The important points to remember are that WinWedge always waits until the selected "Start Of Record Event" occurs before it starts reading in any data after which it keeps reading in characters until the specified "End Of Record Event" occurs. When the "End Of Record Event" occurs, the Wedge takes the data record that it just received and parses it according to the definition of the Record Structure that you selected (i.e. Single Field, Multiple Delimited Fields or Multiple Fixed Length Fields). For each field that you have defined, WinWedge applies the chosen field Filter, Math Function and Format Expression. Finally the Wedge passes each field to the target application in sequence sending each field followed by the field's "Postamble" that you defined.
In many cases you could define the structure of your input data in many different ways. For example if your device transmitted the following data in bursts with some time between bursts, you could define the "End Of Record Event" as either "Carriage Return or CrLf Received" or as "Time Delay Between Records".
1,23,12,24<CrLf> 2,27,13,8<CrLf> 3,27,13,9<CrLf>
If you specified "Carriage Return or CrLf Received" as the "End Of Record Event" then WinWedge would see the data as three records with four fields per record.
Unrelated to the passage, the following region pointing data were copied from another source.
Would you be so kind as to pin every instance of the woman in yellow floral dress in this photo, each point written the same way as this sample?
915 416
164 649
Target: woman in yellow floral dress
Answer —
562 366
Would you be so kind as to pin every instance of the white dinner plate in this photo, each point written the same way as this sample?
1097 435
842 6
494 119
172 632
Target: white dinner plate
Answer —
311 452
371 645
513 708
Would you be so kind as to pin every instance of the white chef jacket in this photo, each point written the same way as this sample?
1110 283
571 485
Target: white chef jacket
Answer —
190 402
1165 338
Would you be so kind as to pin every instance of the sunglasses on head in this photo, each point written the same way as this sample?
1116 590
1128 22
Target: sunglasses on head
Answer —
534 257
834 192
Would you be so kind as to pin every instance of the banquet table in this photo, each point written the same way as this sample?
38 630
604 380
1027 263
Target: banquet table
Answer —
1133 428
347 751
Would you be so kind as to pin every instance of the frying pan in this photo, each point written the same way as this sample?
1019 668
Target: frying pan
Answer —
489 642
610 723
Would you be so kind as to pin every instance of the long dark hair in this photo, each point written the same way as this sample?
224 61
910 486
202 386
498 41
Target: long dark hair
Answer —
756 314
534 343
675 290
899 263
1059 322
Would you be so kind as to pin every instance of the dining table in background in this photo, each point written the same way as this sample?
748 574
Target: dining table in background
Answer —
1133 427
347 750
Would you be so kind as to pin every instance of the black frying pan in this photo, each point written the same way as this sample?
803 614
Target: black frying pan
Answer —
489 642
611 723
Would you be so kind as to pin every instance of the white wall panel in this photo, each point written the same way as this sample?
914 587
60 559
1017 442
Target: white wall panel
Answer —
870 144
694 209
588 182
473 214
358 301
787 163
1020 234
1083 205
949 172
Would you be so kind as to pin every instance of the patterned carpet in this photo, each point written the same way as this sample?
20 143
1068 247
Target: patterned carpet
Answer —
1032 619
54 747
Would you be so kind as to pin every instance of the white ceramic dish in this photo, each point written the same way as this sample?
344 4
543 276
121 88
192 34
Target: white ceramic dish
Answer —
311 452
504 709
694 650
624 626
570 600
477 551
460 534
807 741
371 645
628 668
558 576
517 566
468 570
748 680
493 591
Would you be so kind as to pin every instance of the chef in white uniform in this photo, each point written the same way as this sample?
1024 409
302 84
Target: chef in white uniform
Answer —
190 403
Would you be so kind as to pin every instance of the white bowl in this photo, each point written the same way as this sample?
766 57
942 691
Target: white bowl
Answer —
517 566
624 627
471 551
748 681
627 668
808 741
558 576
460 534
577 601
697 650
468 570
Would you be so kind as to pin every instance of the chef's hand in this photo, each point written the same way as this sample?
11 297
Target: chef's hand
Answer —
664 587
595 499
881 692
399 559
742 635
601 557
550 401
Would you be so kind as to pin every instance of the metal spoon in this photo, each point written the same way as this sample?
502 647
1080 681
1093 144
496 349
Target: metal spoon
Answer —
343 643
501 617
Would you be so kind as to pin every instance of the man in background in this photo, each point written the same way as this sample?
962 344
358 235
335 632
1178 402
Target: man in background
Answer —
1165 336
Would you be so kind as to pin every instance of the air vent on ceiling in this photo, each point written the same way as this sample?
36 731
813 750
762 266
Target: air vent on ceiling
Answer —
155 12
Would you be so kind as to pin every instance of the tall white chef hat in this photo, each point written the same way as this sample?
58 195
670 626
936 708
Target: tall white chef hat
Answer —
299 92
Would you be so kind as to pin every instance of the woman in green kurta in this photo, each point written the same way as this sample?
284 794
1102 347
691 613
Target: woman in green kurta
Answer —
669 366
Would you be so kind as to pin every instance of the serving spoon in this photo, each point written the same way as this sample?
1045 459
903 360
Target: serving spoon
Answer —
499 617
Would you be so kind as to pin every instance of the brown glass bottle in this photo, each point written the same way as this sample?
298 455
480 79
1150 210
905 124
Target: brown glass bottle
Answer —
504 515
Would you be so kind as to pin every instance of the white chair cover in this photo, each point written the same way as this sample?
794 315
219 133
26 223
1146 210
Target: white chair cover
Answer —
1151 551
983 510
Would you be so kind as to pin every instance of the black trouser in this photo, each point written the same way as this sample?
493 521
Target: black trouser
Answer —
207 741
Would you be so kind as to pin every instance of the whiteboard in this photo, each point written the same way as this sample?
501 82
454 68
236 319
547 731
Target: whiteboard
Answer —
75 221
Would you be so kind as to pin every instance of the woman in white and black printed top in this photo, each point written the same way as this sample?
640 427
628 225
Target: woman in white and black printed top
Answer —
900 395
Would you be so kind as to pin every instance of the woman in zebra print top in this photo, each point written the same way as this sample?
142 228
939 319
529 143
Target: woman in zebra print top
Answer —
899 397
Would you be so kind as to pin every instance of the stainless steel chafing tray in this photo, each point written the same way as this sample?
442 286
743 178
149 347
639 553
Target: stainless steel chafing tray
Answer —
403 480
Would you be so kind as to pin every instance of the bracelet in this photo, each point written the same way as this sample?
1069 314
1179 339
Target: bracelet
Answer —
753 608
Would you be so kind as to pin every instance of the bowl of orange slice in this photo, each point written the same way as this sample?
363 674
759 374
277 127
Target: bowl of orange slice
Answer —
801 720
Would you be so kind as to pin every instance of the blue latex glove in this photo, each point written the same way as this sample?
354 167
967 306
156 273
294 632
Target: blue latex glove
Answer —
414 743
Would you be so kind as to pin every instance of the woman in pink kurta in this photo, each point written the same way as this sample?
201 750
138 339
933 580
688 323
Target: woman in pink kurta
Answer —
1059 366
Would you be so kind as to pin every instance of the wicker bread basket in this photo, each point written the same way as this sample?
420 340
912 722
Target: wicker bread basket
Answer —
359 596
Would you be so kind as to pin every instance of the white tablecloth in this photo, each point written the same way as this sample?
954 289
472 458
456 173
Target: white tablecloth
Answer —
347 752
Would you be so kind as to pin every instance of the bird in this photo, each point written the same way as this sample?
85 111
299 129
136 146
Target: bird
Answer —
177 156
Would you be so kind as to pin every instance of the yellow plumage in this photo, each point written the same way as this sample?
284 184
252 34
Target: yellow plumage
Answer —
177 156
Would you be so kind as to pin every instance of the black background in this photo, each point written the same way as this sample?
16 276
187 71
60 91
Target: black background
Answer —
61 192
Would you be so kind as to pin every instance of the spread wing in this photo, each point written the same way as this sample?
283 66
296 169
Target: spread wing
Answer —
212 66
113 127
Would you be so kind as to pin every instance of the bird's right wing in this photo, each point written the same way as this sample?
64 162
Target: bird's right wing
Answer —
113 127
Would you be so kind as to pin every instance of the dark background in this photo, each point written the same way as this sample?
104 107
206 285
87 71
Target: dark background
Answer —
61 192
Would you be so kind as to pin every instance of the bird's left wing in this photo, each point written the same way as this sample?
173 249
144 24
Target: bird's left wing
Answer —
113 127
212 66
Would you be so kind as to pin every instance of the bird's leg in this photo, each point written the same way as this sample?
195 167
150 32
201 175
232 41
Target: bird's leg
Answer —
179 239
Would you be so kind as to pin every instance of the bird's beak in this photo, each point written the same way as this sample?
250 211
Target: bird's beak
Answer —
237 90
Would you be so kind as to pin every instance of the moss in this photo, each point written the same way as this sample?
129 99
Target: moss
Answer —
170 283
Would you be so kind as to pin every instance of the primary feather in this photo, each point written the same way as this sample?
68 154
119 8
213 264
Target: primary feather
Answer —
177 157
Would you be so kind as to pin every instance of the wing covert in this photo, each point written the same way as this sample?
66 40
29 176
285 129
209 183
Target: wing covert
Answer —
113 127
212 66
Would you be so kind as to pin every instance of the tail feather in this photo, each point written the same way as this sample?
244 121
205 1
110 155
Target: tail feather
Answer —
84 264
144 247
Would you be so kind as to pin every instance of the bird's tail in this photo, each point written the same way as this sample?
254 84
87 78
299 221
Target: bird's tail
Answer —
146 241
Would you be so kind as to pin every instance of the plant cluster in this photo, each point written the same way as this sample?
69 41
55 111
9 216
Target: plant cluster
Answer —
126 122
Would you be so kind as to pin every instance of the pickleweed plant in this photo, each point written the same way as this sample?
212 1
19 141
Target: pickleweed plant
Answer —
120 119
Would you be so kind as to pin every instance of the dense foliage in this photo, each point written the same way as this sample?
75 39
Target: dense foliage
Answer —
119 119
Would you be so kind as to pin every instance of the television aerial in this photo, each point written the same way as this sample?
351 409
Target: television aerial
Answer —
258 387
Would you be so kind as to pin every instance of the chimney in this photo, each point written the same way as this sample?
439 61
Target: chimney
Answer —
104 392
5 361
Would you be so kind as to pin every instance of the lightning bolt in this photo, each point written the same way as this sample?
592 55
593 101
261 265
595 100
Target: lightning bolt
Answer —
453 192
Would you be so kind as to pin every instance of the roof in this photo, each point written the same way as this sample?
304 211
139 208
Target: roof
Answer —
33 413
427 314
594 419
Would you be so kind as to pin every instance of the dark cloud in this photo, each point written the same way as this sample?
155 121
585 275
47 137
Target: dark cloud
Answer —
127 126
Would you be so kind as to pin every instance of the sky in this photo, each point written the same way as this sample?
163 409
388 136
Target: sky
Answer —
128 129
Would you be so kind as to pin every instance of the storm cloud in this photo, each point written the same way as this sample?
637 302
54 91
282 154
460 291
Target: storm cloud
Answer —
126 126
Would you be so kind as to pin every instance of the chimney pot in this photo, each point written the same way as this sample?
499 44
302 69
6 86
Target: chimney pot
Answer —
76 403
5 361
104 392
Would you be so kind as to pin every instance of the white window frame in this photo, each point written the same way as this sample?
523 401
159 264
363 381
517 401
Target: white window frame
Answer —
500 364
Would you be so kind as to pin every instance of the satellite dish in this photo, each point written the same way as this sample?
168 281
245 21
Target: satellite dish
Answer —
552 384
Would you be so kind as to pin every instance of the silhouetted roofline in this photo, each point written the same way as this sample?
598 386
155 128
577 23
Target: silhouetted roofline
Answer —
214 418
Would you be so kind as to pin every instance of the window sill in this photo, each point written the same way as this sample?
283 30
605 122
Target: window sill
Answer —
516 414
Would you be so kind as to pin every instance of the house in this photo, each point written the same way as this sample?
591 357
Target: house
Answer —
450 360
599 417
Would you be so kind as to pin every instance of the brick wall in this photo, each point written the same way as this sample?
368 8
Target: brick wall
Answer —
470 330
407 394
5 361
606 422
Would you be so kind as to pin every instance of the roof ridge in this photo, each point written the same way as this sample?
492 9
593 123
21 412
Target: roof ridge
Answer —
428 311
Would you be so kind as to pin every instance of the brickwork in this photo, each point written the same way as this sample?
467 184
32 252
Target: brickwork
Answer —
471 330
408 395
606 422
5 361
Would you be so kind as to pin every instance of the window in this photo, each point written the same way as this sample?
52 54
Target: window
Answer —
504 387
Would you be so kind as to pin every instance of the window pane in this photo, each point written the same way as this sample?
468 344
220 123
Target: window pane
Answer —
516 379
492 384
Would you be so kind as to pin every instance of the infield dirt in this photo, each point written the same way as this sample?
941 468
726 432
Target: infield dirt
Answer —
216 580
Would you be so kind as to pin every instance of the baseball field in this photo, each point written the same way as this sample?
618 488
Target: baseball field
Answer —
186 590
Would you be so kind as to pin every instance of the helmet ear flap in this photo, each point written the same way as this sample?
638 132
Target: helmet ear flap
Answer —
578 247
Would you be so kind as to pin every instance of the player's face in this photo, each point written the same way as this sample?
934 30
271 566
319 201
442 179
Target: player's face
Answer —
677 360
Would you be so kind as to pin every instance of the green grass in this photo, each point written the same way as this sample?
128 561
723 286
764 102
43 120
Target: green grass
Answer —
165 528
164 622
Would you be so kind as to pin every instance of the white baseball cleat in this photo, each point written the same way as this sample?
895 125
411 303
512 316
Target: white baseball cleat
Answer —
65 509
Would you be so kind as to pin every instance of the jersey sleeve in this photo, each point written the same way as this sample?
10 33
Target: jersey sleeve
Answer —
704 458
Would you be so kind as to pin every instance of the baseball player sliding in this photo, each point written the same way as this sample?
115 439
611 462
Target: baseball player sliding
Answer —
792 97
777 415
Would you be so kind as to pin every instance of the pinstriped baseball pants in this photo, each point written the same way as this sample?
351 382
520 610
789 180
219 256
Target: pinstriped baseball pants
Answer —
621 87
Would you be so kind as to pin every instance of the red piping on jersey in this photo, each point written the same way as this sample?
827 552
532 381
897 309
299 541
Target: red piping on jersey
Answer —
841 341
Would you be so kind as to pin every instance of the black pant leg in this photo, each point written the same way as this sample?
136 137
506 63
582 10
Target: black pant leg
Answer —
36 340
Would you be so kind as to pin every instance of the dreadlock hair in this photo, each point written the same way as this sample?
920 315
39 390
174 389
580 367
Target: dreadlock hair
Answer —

If you specified "Time Delay Between Records" and also used the "Pre-Input Translation Table" to translate carriage returns to commas and linefeeds to "Nul" or "Ignore", then the data would appear to the Wedge as follows:
In other words you can think of the original data above as either three records containing four fields each or as a single record with 10 fields.
Again, as long as you understand the data from your serial device and have a clear understanding of the full capabilities of WinWedge, you can transform almost any serial data collection problem into an extremely simple task.